Our art series demystifies the artworks we love—or love to hate. This time, we explore an art piece that started with a breakup
If you’ve ever considered breaking up with someone by email, let Sophie Calle’s artwork Take Care of Yourself (2007) serve as a cautionary tale. The French writer and photographer received an email from her boyfriend ending their relationship, the last line of which read “take care of yourself”. The message left Calle not knowing how to feel or respond. So, she decided to send the letter to 107 women of various professional backgrounds, asking them to analyse the letter.
The result was a influx of responses varying from songs, crossword puzzles and psychoanalyses to comedic takes, fairy tales and religious interpretations. A rifle shooter shot at the letter, creating bullet holes through which light shone, another woman read the message while cutting onions, and blew her nose with the printed letter once she was done.
Respondents included women working in a diverse fields like anthropology, psychiatry, criminology, law and entertainment, with some of them quite well known in their respective areas of work, such as American artist Laurie Anderson and French actress Jeanne Moreau.
Read more: Meet Movana Chen, the artist who received 180 love letters and transformed them into art

Above Installation view of Sophie Calle’s “Take Care of Yourself” at the 2007 Venice Biennale (Photo: Florian Kleinefenn / Aia Productions; courtesy of Galerie Emmanuel Perrotin, Arndt & Partner, Gallery Paula Cooper)
What started out as an experiment quickly transformed into a full-fledged project that landed Calle one of the most sought-after gigs in the art world—participating in the prestigious contemporary art exhibition, Venice Biennale, in 2007. Calle was selected to represent France and Take Care of Yourself was staged as an installation at the French pavilion. The installation consisted of the collective responses which took the shape of texts, films, with a total of 106 elements. The artwork explored and deconstructed ideas of love, romance, relationships, intimacy, betrayal, heartache and breakup—a thread which is common to the oeuvre of Calle’s work.
Art critics and historians often have a hard time categorising Calle’s work under any specific genre. Operating between social experimentation, and conceptual and performance art, Calle’s art probes human intention and psychology while defying social norms through acts such as sharing a private letter with over a 100 women.
In her other works too, Calle repeatedly flouts accepted social behaviours, blurring the lines between what is private and public. For one of her earlier and well-known series, The Hotel Room (1981), Calle worked at a Venice hotel as a maid and recorded (with a camera and tape recorder hidden in a bucket) anything she could find, looking through wallets, rubbish bins and closets, only sparing any locked piece of furniture or luggage. The resulting work reads like a visual diary, which Calle first installed as an exhibition and later turned into a book.

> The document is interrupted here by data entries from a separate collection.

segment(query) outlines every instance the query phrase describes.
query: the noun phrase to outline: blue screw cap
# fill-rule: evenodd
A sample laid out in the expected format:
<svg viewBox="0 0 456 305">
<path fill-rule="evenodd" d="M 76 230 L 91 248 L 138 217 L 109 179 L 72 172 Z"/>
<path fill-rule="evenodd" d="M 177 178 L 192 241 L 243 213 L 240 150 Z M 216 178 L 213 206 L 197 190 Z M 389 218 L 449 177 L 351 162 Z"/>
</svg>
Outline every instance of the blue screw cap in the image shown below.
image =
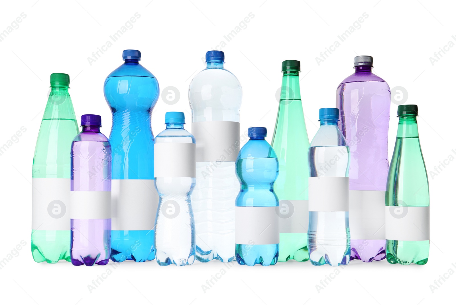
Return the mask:
<svg viewBox="0 0 456 305">
<path fill-rule="evenodd" d="M 318 117 L 320 120 L 338 120 L 339 109 L 337 108 L 321 108 Z"/>
<path fill-rule="evenodd" d="M 124 61 L 125 59 L 136 59 L 141 60 L 141 52 L 137 50 L 124 50 L 122 52 L 122 58 Z"/>
<path fill-rule="evenodd" d="M 206 52 L 206 61 L 223 61 L 225 62 L 225 53 L 222 51 L 213 50 Z"/>
<path fill-rule="evenodd" d="M 171 111 L 165 114 L 165 123 L 177 123 L 185 124 L 185 115 L 184 112 Z"/>
<path fill-rule="evenodd" d="M 250 127 L 247 131 L 249 137 L 264 137 L 268 135 L 268 131 L 265 127 Z"/>
</svg>

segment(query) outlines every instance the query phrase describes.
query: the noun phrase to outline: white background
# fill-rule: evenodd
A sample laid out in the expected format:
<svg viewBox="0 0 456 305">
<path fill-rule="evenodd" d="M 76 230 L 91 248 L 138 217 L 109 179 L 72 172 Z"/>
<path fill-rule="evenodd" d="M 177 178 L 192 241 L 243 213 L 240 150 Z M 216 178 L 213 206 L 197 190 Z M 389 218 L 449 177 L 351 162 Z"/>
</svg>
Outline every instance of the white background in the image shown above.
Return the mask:
<svg viewBox="0 0 456 305">
<path fill-rule="evenodd" d="M 456 156 L 454 135 L 456 48 L 431 64 L 430 57 L 456 43 L 455 5 L 451 1 L 218 1 L 183 0 L 2 1 L 0 32 L 21 13 L 26 17 L 0 42 L 2 85 L 0 146 L 23 126 L 26 131 L 0 156 L 2 209 L 0 260 L 23 240 L 26 245 L 0 269 L 2 304 L 454 304 L 456 247 L 454 188 L 456 162 L 437 173 L 434 168 Z M 88 57 L 138 12 L 140 17 L 92 65 Z M 363 13 L 368 17 L 326 59 L 316 57 L 338 40 Z M 249 13 L 247 27 L 231 41 L 227 35 Z M 129 25 L 130 26 L 130 25 Z M 180 94 L 170 105 L 161 96 L 152 114 L 157 134 L 165 112 L 183 111 L 190 120 L 187 98 L 192 77 L 204 67 L 206 51 L 224 41 L 227 69 L 242 85 L 241 132 L 250 126 L 267 127 L 270 141 L 281 84 L 281 63 L 301 61 L 301 91 L 306 124 L 311 139 L 318 109 L 335 105 L 336 89 L 353 72 L 353 57 L 371 55 L 374 71 L 392 89 L 405 88 L 406 103 L 417 104 L 423 154 L 431 196 L 431 245 L 426 265 L 391 265 L 385 260 L 352 262 L 345 269 L 317 267 L 290 261 L 254 267 L 213 261 L 184 267 L 160 267 L 154 261 L 128 261 L 115 269 L 76 267 L 66 262 L 38 264 L 30 249 L 31 165 L 40 121 L 55 72 L 70 75 L 70 93 L 77 117 L 100 114 L 102 131 L 109 135 L 110 112 L 103 95 L 106 76 L 122 64 L 122 51 L 136 49 L 140 63 L 156 76 L 161 90 L 173 86 Z M 219 47 L 219 48 L 220 48 Z M 449 50 L 448 48 L 446 48 Z M 395 92 L 393 92 L 394 95 Z M 399 102 L 404 102 L 403 100 Z M 396 105 L 392 104 L 389 156 L 397 131 Z M 190 124 L 187 126 L 190 129 Z M 447 162 L 447 163 L 448 163 Z M 436 175 L 432 175 L 431 171 Z M 451 199 L 451 198 L 453 199 Z M 16 252 L 15 252 L 15 254 Z M 452 263 L 455 264 L 452 265 Z M 229 266 L 231 267 L 231 266 Z M 113 270 L 95 290 L 99 276 Z M 221 269 L 223 274 L 220 277 Z M 450 273 L 449 269 L 452 270 Z M 336 269 L 337 274 L 334 276 Z M 208 290 L 203 285 L 220 277 Z M 334 278 L 323 290 L 316 285 Z M 448 278 L 433 291 L 430 285 Z"/>
</svg>

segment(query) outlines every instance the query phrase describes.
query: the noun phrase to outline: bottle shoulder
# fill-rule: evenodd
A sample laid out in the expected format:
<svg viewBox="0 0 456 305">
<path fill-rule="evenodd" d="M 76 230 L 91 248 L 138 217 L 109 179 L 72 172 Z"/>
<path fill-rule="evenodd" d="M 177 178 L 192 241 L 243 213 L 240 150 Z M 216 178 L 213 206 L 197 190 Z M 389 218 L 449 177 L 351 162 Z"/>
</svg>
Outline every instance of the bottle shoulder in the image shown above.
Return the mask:
<svg viewBox="0 0 456 305">
<path fill-rule="evenodd" d="M 275 152 L 265 140 L 249 140 L 238 155 L 238 159 L 245 158 L 275 158 Z"/>
<path fill-rule="evenodd" d="M 311 142 L 311 147 L 348 146 L 345 137 L 337 125 L 322 125 Z"/>
<path fill-rule="evenodd" d="M 171 128 L 165 129 L 157 134 L 154 140 L 159 143 L 196 143 L 193 135 L 185 129 Z"/>
<path fill-rule="evenodd" d="M 381 81 L 388 84 L 383 78 L 377 76 L 372 72 L 355 72 L 352 74 L 347 76 L 341 82 L 340 86 L 343 84 L 348 82 L 357 82 L 360 81 Z M 389 89 L 389 87 L 388 87 Z"/>
<path fill-rule="evenodd" d="M 73 142 L 83 141 L 109 142 L 106 136 L 101 132 L 81 132 L 73 139 Z"/>
<path fill-rule="evenodd" d="M 139 76 L 156 78 L 150 71 L 139 63 L 124 63 L 111 72 L 106 78 L 120 76 Z"/>
</svg>

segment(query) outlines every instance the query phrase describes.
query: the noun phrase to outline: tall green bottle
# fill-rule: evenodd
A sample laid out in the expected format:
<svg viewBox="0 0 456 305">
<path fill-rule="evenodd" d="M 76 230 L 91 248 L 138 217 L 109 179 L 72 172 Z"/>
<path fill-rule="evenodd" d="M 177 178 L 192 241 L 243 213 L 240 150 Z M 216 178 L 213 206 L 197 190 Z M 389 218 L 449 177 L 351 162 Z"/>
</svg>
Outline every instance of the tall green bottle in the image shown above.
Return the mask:
<svg viewBox="0 0 456 305">
<path fill-rule="evenodd" d="M 301 63 L 282 63 L 282 88 L 271 145 L 279 159 L 274 191 L 280 200 L 279 261 L 309 259 L 309 137 L 299 89 Z"/>
<path fill-rule="evenodd" d="M 386 259 L 423 265 L 429 256 L 429 184 L 418 137 L 416 105 L 398 107 L 399 126 L 385 203 Z"/>
<path fill-rule="evenodd" d="M 38 134 L 32 170 L 31 253 L 38 263 L 71 261 L 70 151 L 79 133 L 70 76 L 51 75 L 51 93 Z"/>
</svg>

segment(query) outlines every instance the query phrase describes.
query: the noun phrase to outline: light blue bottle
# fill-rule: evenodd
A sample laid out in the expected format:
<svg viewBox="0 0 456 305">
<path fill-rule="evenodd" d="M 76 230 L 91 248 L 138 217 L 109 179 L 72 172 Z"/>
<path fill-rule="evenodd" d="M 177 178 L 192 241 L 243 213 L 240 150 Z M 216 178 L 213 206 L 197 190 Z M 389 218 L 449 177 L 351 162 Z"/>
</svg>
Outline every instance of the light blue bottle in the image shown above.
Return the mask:
<svg viewBox="0 0 456 305">
<path fill-rule="evenodd" d="M 241 190 L 236 199 L 236 259 L 240 264 L 275 264 L 279 258 L 279 199 L 274 182 L 277 156 L 264 139 L 264 127 L 249 128 L 250 139 L 236 160 Z"/>
<path fill-rule="evenodd" d="M 183 112 L 165 116 L 166 129 L 155 138 L 155 186 L 160 196 L 154 249 L 161 266 L 195 261 L 195 220 L 190 196 L 196 183 L 195 137 L 184 129 Z"/>
<path fill-rule="evenodd" d="M 350 261 L 350 148 L 337 127 L 339 109 L 320 110 L 320 129 L 309 148 L 309 254 L 312 264 Z"/>
<path fill-rule="evenodd" d="M 126 50 L 125 61 L 104 81 L 113 116 L 111 259 L 144 262 L 155 258 L 154 219 L 158 195 L 154 185 L 154 135 L 150 114 L 158 82 L 139 64 L 141 52 Z"/>
</svg>

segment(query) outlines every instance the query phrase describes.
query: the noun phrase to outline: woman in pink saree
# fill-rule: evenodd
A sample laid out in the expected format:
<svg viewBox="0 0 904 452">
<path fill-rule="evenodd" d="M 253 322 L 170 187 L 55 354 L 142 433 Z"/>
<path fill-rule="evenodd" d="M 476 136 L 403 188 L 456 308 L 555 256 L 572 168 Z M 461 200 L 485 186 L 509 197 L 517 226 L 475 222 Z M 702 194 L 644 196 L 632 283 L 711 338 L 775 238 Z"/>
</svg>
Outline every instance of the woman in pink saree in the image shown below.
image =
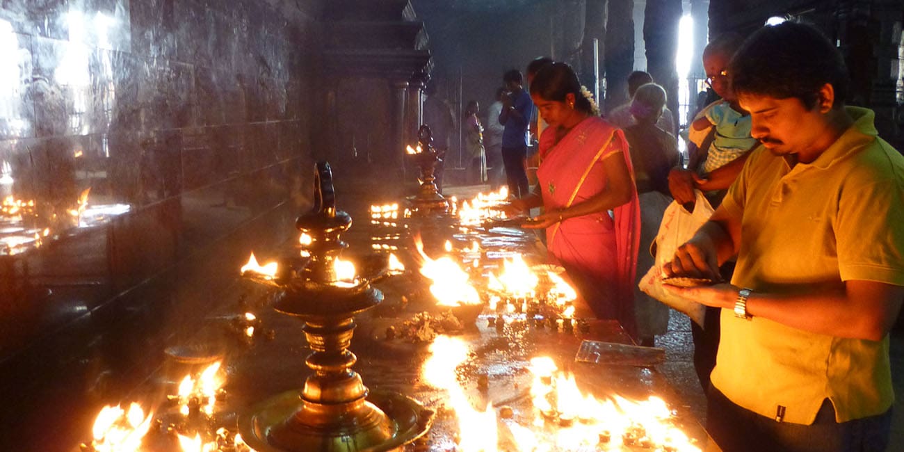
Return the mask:
<svg viewBox="0 0 904 452">
<path fill-rule="evenodd" d="M 523 227 L 545 228 L 551 259 L 597 316 L 618 320 L 636 337 L 640 210 L 628 146 L 584 93 L 565 63 L 547 65 L 533 79 L 531 97 L 549 127 L 540 137 L 539 184 L 513 208 L 544 207 Z"/>
</svg>

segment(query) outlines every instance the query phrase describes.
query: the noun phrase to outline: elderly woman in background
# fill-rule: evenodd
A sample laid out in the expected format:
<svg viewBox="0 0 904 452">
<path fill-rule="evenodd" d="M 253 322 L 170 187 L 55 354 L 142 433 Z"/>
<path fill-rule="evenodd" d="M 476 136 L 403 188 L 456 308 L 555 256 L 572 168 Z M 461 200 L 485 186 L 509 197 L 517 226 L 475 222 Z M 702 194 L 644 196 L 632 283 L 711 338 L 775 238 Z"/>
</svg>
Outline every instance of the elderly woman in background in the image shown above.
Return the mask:
<svg viewBox="0 0 904 452">
<path fill-rule="evenodd" d="M 597 316 L 618 320 L 636 337 L 640 213 L 625 137 L 599 117 L 568 64 L 537 72 L 531 97 L 548 124 L 540 136 L 539 184 L 512 207 L 544 207 L 523 227 L 545 229 L 551 260 L 565 268 Z"/>
<path fill-rule="evenodd" d="M 678 165 L 678 142 L 656 122 L 665 108 L 665 89 L 655 83 L 642 85 L 635 91 L 629 111 L 636 120 L 625 127 L 640 199 L 640 252 L 636 283 L 653 267 L 650 244 L 656 238 L 665 208 L 672 202 L 669 171 Z M 657 334 L 665 333 L 669 307 L 634 286 L 637 334 L 644 345 L 654 344 Z"/>
</svg>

Above Sophie Calle (Photo: courtesy of Galerie Emmanuel Perrotin)
Calle configures each of her projects in a unique way, some even include almost game-like aspects involving some kind of participation from strangers. Sometimes the participants are aware. At other times, they are not. She documents these projects via exhibition, books and films.
The photographs that are displayed in her exhibitions are simply visual evidence of her realised ideas, while the act itself—which in the case of Take Care of Yourself involves reaching out to women and compiling their responses—is the crux of the artwork.
Calle transforms the act of airing dirty laundry into an art form, one that proves to be both popular and critically acclaimed, and celebrated on an international scale. In an age where ghosting is a standard practice and fickle dating behaviour runs rife, Calle’s Take Care of Yourself strikes a resonant chord, and that’s why its art.